Dear Dr. Don,
I'm wondering whether we might be able to keep some financial business within the family. My mother just retired at age 71 with a nest egg of $200,000. As for myself, I have a mortgage that will be paid off in four years with a current balance of $56,000.
I have asked my mother whether she'd pay off my home loan. In return, I'd pay her 4.75 percent in interest as well as principal each month for the next four years. I'd rather that she get the money instead of the bank. What tax implications could this have on both ends?
-- MB Mortgagor
Ah, mom, apple pie and mortgages!
Structured properly, a private mortgage isn't a gift. The interest rate of 4.75 percent for a loan of up to five years is certainly above the applicable federal rate, so there's no gift in the form of a below-market interest rate. If the loan is secured by the home, then you can utilize the mortgage interest deduction. Your mother would have to pay income tax on the interest income.

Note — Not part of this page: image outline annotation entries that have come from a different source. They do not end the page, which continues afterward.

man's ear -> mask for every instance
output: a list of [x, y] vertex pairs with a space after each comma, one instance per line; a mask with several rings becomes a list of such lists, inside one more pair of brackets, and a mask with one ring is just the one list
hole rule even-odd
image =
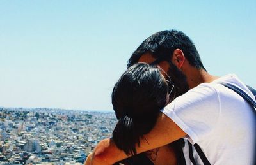
[[179, 69], [180, 69], [180, 68], [183, 66], [185, 59], [186, 58], [182, 50], [179, 48], [174, 50], [173, 54], [172, 57], [172, 62]]

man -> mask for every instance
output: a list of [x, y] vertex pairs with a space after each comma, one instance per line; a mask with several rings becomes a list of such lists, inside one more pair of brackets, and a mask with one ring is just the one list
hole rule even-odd
[[[193, 42], [175, 30], [157, 32], [145, 40], [127, 67], [140, 62], [161, 67], [172, 78], [176, 94], [181, 96], [163, 110], [155, 127], [141, 140], [137, 153], [184, 138], [199, 145], [211, 164], [253, 164], [255, 110], [220, 84], [231, 83], [255, 99], [236, 75], [220, 78], [208, 73]], [[187, 164], [202, 164], [192, 148], [185, 147], [184, 151]], [[92, 164], [111, 164], [127, 157], [111, 139], [106, 139], [98, 144], [86, 164], [90, 161]]]

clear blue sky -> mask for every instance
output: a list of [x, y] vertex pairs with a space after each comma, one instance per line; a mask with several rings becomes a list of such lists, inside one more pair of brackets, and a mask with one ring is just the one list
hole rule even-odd
[[0, 106], [111, 110], [127, 61], [184, 32], [208, 71], [256, 87], [256, 1], [0, 1]]

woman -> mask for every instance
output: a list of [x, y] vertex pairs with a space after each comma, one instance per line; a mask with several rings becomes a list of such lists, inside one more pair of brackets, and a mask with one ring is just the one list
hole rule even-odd
[[140, 144], [140, 139], [154, 126], [159, 111], [174, 97], [173, 85], [162, 73], [157, 66], [138, 63], [129, 68], [114, 87], [112, 104], [118, 122], [113, 140], [126, 154], [136, 155], [121, 161], [123, 164], [177, 164], [175, 144], [139, 155], [135, 149], [135, 144]]

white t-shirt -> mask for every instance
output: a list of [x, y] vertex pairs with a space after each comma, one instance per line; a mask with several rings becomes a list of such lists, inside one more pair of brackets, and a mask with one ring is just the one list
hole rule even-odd
[[[252, 106], [237, 93], [218, 82], [228, 82], [255, 97], [234, 75], [204, 83], [176, 98], [162, 112], [199, 145], [211, 164], [252, 164], [256, 122]], [[186, 144], [188, 145], [188, 144]], [[187, 164], [193, 164], [184, 152]], [[193, 149], [194, 157], [203, 164]]]

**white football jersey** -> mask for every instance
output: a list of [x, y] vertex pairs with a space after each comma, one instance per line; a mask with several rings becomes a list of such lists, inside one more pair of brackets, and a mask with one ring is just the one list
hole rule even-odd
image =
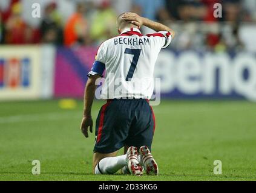
[[150, 99], [154, 91], [154, 69], [162, 48], [171, 43], [168, 31], [143, 36], [137, 28], [126, 29], [99, 47], [88, 75], [102, 75], [101, 98]]

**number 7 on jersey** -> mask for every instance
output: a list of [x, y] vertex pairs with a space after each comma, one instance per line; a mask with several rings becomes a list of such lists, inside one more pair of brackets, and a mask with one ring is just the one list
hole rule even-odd
[[138, 63], [139, 58], [141, 53], [141, 49], [125, 49], [125, 54], [133, 55], [133, 61], [131, 62], [131, 67], [130, 68], [128, 74], [127, 75], [126, 81], [131, 81], [134, 74]]

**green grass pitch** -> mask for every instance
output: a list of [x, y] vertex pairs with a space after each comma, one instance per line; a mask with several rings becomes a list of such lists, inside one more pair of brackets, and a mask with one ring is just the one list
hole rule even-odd
[[[94, 123], [102, 104], [94, 104]], [[73, 110], [61, 109], [57, 100], [2, 102], [0, 180], [256, 180], [256, 104], [163, 101], [153, 109], [159, 176], [94, 176], [94, 135], [85, 139], [79, 130], [82, 101]], [[31, 174], [33, 160], [41, 162], [40, 175]], [[213, 173], [215, 160], [222, 162], [222, 175]]]

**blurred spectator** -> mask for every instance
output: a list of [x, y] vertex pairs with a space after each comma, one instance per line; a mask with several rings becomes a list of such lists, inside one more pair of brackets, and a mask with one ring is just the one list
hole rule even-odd
[[56, 8], [55, 3], [50, 3], [45, 7], [40, 27], [44, 43], [59, 45], [63, 42], [61, 16]]
[[68, 20], [64, 29], [64, 44], [72, 46], [76, 43], [88, 44], [88, 22], [85, 18], [86, 12], [84, 3], [79, 3], [76, 12]]
[[100, 44], [117, 34], [116, 29], [117, 15], [110, 7], [110, 1], [103, 1], [91, 21], [90, 35], [92, 39]]
[[117, 15], [123, 13], [130, 12], [133, 8], [133, 0], [111, 0], [112, 7], [115, 9]]
[[151, 20], [166, 21], [170, 17], [164, 0], [134, 0], [133, 11]]
[[5, 26], [5, 42], [10, 44], [32, 43], [33, 32], [22, 18], [21, 7], [19, 2], [14, 4], [11, 7], [11, 15]]
[[243, 20], [242, 8], [240, 0], [225, 0], [223, 5], [224, 21], [237, 22]]

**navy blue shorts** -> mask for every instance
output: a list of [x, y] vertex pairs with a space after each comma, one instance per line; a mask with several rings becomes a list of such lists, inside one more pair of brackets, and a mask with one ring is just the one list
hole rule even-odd
[[94, 152], [110, 153], [125, 145], [147, 145], [151, 150], [154, 130], [154, 115], [148, 100], [108, 100], [97, 118]]

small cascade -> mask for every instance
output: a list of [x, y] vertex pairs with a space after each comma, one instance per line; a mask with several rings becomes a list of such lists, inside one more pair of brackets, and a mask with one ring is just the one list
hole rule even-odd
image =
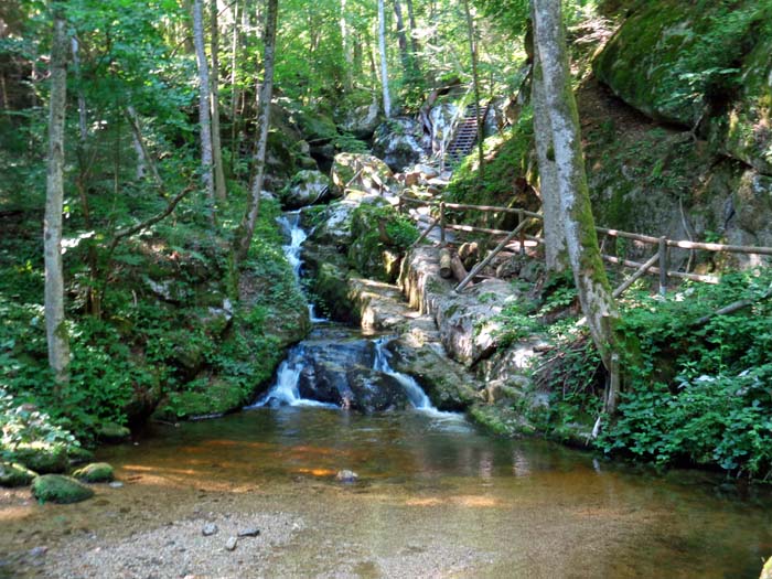
[[300, 251], [303, 242], [308, 238], [308, 234], [300, 227], [300, 212], [292, 211], [286, 213], [279, 217], [277, 222], [290, 242], [289, 245], [282, 246], [285, 255], [287, 256], [287, 261], [292, 266], [294, 277], [300, 279], [300, 268], [303, 265], [303, 260], [300, 258]]
[[[287, 260], [292, 266], [296, 277], [300, 281], [300, 271], [302, 269], [303, 260], [301, 257], [301, 250], [303, 242], [308, 238], [307, 233], [300, 226], [300, 212], [289, 212], [279, 217], [279, 225], [281, 226], [285, 235], [289, 239], [289, 244], [283, 246], [285, 255]], [[313, 304], [309, 303], [309, 317], [314, 323], [328, 322], [322, 318], [318, 318], [313, 311]], [[323, 325], [318, 326], [314, 331], [317, 335], [319, 332], [329, 333], [330, 331], [335, 331], [334, 325]], [[407, 399], [410, 405], [417, 410], [430, 414], [432, 416], [444, 417], [444, 416], [458, 416], [451, 415], [450, 412], [439, 411], [429, 400], [423, 389], [418, 385], [418, 383], [406, 374], [396, 372], [388, 363], [389, 352], [386, 350], [386, 344], [392, 340], [390, 337], [379, 337], [373, 340], [374, 345], [374, 356], [372, 368], [373, 372], [386, 374], [399, 383], [404, 388]], [[313, 341], [307, 341], [305, 344], [311, 344]], [[260, 407], [279, 407], [279, 406], [317, 406], [323, 408], [339, 408], [333, 404], [322, 403], [319, 400], [313, 400], [309, 398], [303, 398], [300, 394], [300, 379], [303, 369], [309, 364], [308, 356], [313, 356], [307, 351], [307, 347], [300, 343], [292, 347], [285, 360], [276, 375], [276, 383], [270, 387], [270, 389], [260, 397], [256, 403], [247, 406], [246, 409], [260, 408]], [[310, 347], [310, 346], [309, 346]], [[372, 351], [371, 351], [372, 352]], [[313, 363], [313, 362], [312, 362]], [[368, 361], [369, 364], [369, 361]]]
[[401, 374], [396, 372], [388, 363], [388, 352], [385, 350], [386, 343], [388, 343], [388, 337], [378, 337], [374, 341], [375, 343], [375, 363], [373, 364], [373, 369], [376, 372], [383, 372], [395, 378], [405, 388], [405, 394], [407, 394], [408, 400], [414, 408], [417, 410], [433, 410], [439, 411], [429, 400], [429, 397], [423, 392], [418, 383], [412, 376], [407, 374]]

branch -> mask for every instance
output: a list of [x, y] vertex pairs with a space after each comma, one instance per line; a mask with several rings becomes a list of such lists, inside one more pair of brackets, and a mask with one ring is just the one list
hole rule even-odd
[[174, 211], [174, 207], [176, 207], [178, 203], [180, 203], [187, 193], [193, 191], [195, 187], [193, 185], [187, 185], [181, 193], [179, 193], [173, 200], [169, 202], [169, 205], [167, 205], [167, 208], [163, 210], [161, 213], [153, 215], [152, 217], [143, 221], [142, 223], [139, 223], [137, 225], [133, 225], [131, 227], [127, 227], [126, 229], [121, 229], [116, 233], [115, 237], [112, 238], [112, 242], [110, 242], [110, 246], [107, 249], [107, 255], [112, 255], [112, 251], [115, 250], [116, 246], [118, 245], [118, 242], [120, 242], [124, 237], [129, 237], [137, 232], [141, 232], [142, 229], [146, 229], [150, 227], [151, 225], [156, 225], [158, 222], [163, 219], [165, 216], [168, 216], [171, 212]]
[[735, 313], [740, 310], [744, 310], [746, 308], [750, 308], [754, 303], [758, 303], [760, 301], [764, 301], [772, 298], [772, 285], [770, 285], [769, 289], [759, 298], [755, 300], [739, 300], [736, 302], [730, 303], [729, 305], [726, 305], [721, 308], [720, 310], [716, 310], [715, 312], [710, 312], [707, 315], [703, 315], [699, 320], [696, 322], [693, 322], [690, 325], [693, 328], [705, 325], [708, 323], [711, 319], [716, 318], [717, 315], [729, 315], [730, 313]]

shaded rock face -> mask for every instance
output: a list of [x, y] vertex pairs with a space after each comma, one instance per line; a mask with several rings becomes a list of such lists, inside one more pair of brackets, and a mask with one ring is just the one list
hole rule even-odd
[[409, 118], [395, 118], [380, 125], [373, 137], [373, 153], [393, 171], [404, 171], [421, 160], [423, 127]]
[[772, 174], [771, 52], [764, 2], [655, 0], [639, 3], [593, 69], [645, 115], [704, 122], [726, 154]]
[[421, 343], [408, 333], [386, 347], [392, 367], [416, 378], [438, 409], [462, 411], [479, 398], [476, 380], [463, 365], [449, 360], [439, 344]]
[[330, 193], [328, 176], [313, 170], [298, 171], [281, 195], [281, 204], [288, 210], [298, 210], [319, 203]]
[[333, 184], [333, 194], [336, 196], [342, 196], [346, 186], [375, 195], [382, 194], [384, 190], [396, 187], [392, 169], [372, 154], [336, 154], [330, 170], [330, 179]]
[[305, 365], [298, 380], [303, 398], [368, 414], [409, 406], [399, 382], [373, 369], [375, 345], [369, 341], [307, 341], [303, 360]]

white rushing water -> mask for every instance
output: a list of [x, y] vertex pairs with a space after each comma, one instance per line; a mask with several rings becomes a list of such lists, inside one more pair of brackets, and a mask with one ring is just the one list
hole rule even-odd
[[[289, 238], [289, 244], [282, 246], [287, 260], [292, 266], [298, 281], [300, 281], [300, 270], [303, 265], [301, 257], [303, 242], [308, 238], [308, 234], [300, 226], [300, 212], [289, 212], [278, 218], [279, 225]], [[328, 322], [323, 318], [317, 318], [313, 312], [313, 304], [309, 303], [309, 315], [313, 323]], [[454, 412], [442, 412], [438, 410], [429, 397], [418, 383], [407, 374], [395, 371], [388, 363], [389, 353], [385, 350], [385, 345], [392, 340], [390, 337], [379, 337], [374, 340], [375, 360], [373, 369], [387, 374], [396, 379], [405, 389], [405, 394], [410, 405], [416, 409], [437, 417], [459, 417]], [[299, 383], [300, 374], [305, 365], [305, 351], [303, 344], [300, 343], [292, 347], [276, 375], [276, 383], [270, 389], [260, 397], [255, 404], [246, 408], [259, 407], [277, 407], [277, 406], [319, 406], [324, 408], [337, 408], [337, 406], [318, 400], [303, 398], [300, 395]]]

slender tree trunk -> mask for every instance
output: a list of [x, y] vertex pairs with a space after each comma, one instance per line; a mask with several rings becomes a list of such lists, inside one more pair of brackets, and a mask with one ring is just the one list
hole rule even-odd
[[483, 119], [480, 114], [480, 78], [478, 76], [478, 42], [474, 31], [474, 19], [472, 11], [469, 8], [469, 0], [463, 0], [464, 11], [467, 12], [467, 34], [469, 39], [469, 53], [472, 57], [472, 85], [474, 87], [474, 106], [476, 109], [478, 121], [478, 161], [480, 163], [480, 180], [485, 179], [485, 153], [483, 151]]
[[217, 0], [210, 0], [210, 35], [212, 52], [212, 160], [214, 162], [215, 196], [225, 201], [225, 170], [223, 168], [223, 146], [219, 133], [219, 30], [217, 24]]
[[258, 119], [258, 137], [257, 147], [254, 158], [255, 178], [249, 191], [249, 200], [247, 210], [242, 219], [236, 244], [234, 248], [234, 257], [236, 262], [242, 262], [249, 253], [251, 245], [251, 236], [255, 233], [255, 225], [260, 213], [260, 196], [262, 195], [262, 182], [266, 172], [266, 148], [268, 146], [268, 128], [270, 124], [270, 107], [274, 96], [274, 62], [276, 58], [276, 26], [279, 12], [278, 0], [266, 0], [266, 22], [264, 33], [264, 63], [265, 75], [262, 87], [260, 89], [260, 116]]
[[394, 14], [397, 17], [397, 43], [399, 44], [399, 55], [403, 58], [403, 71], [405, 76], [411, 76], [410, 52], [407, 47], [407, 33], [405, 32], [405, 19], [403, 19], [403, 6], [399, 0], [394, 0]]
[[193, 43], [199, 63], [199, 135], [201, 138], [201, 183], [206, 195], [208, 217], [215, 218], [214, 175], [212, 174], [212, 122], [210, 119], [210, 66], [204, 51], [203, 0], [193, 0]]
[[534, 132], [537, 136], [536, 158], [539, 165], [539, 193], [544, 215], [545, 262], [547, 271], [558, 274], [568, 267], [566, 234], [560, 219], [560, 195], [555, 157], [549, 152], [554, 150], [553, 127], [547, 110], [547, 95], [544, 92], [542, 63], [539, 63], [538, 49], [534, 47], [534, 50], [530, 103], [534, 107]]
[[346, 69], [343, 77], [343, 88], [346, 93], [351, 93], [354, 88], [354, 52], [351, 44], [351, 34], [349, 33], [349, 23], [346, 21], [346, 0], [341, 0], [341, 43], [343, 47], [343, 57], [346, 61]]
[[67, 24], [64, 2], [53, 1], [54, 36], [51, 47], [51, 99], [43, 247], [45, 255], [45, 334], [49, 364], [58, 385], [67, 382], [69, 340], [64, 318], [62, 270], [62, 210], [64, 203], [64, 117], [67, 97]]
[[614, 412], [618, 398], [614, 385], [619, 385], [621, 353], [618, 337], [620, 315], [611, 296], [594, 230], [560, 2], [534, 0], [534, 32], [551, 126], [560, 217], [568, 257], [590, 334], [603, 365], [611, 374], [607, 410]]
[[392, 116], [392, 97], [388, 92], [388, 63], [386, 62], [386, 14], [384, 0], [378, 0], [378, 50], [380, 51], [380, 86], [384, 92], [384, 115]]
[[418, 68], [418, 54], [421, 52], [421, 46], [416, 37], [416, 31], [418, 26], [416, 25], [416, 14], [412, 11], [412, 0], [406, 0], [407, 4], [407, 19], [410, 22], [410, 45], [412, 47], [412, 58], [416, 62], [416, 68]]

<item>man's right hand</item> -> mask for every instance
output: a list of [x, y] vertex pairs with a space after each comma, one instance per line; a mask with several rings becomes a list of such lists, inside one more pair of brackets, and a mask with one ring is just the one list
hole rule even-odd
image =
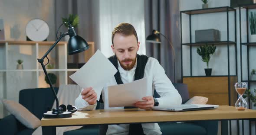
[[92, 88], [90, 87], [83, 89], [81, 94], [82, 98], [87, 102], [90, 105], [92, 105], [97, 103], [97, 94]]

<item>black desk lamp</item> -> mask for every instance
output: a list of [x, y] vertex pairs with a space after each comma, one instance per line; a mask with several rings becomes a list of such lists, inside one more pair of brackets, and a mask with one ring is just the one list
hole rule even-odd
[[174, 52], [174, 50], [173, 48], [173, 46], [172, 46], [172, 44], [170, 41], [170, 40], [163, 34], [160, 33], [157, 30], [155, 30], [153, 29], [152, 31], [152, 34], [150, 35], [147, 37], [146, 39], [146, 42], [152, 43], [158, 43], [158, 44], [161, 44], [161, 39], [160, 38], [160, 35], [162, 35], [169, 42], [171, 47], [171, 49], [172, 50], [172, 52], [173, 53], [174, 55], [174, 83], [176, 82], [176, 73], [175, 73], [175, 53]]
[[[59, 28], [64, 23], [68, 23], [69, 24], [68, 32], [66, 33], [60, 32], [60, 36], [58, 38], [58, 32]], [[53, 93], [54, 95], [55, 100], [56, 100], [56, 108], [53, 108], [52, 109], [51, 113], [45, 113], [43, 114], [43, 117], [44, 118], [69, 118], [71, 117], [72, 112], [63, 112], [62, 108], [59, 107], [59, 100], [57, 97], [57, 95], [55, 93], [54, 89], [53, 87], [53, 84], [49, 78], [47, 72], [45, 68], [45, 66], [49, 63], [49, 59], [47, 58], [47, 55], [50, 53], [51, 51], [55, 47], [56, 45], [59, 42], [61, 39], [66, 35], [69, 35], [70, 38], [68, 42], [68, 54], [69, 55], [74, 55], [80, 52], [82, 52], [85, 50], [87, 50], [89, 48], [89, 46], [88, 43], [82, 38], [76, 35], [74, 27], [69, 22], [64, 22], [59, 26], [57, 31], [56, 34], [57, 37], [57, 41], [51, 46], [50, 48], [47, 51], [46, 53], [42, 57], [41, 59], [37, 59], [38, 62], [41, 64], [44, 74], [45, 74], [47, 79], [49, 82], [49, 84]], [[47, 58], [48, 61], [46, 64], [44, 64], [43, 60], [45, 58]]]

Is this the right move for your mother? Loaning you $56,000 would require more than 25 percent of her retirement nest egg invested in the home loan. Assuming that you are a good credit risk, earning 4.75 percent on that money beats what she can get in certificates of deposit or other low-risk investments.
I assume if you would be willing to pay a higher rate of interest than what the market would require, refinancing doesn't make sense for you. Maybe that's because of your loan balance and your desire to pay off the loan in four years.
Mom will have to decide whether she wants to work with a real estate attorney or try a website to draft the mortgage or deed of trust on the property and the loan documents. That's, of course, if she wants to move ahead.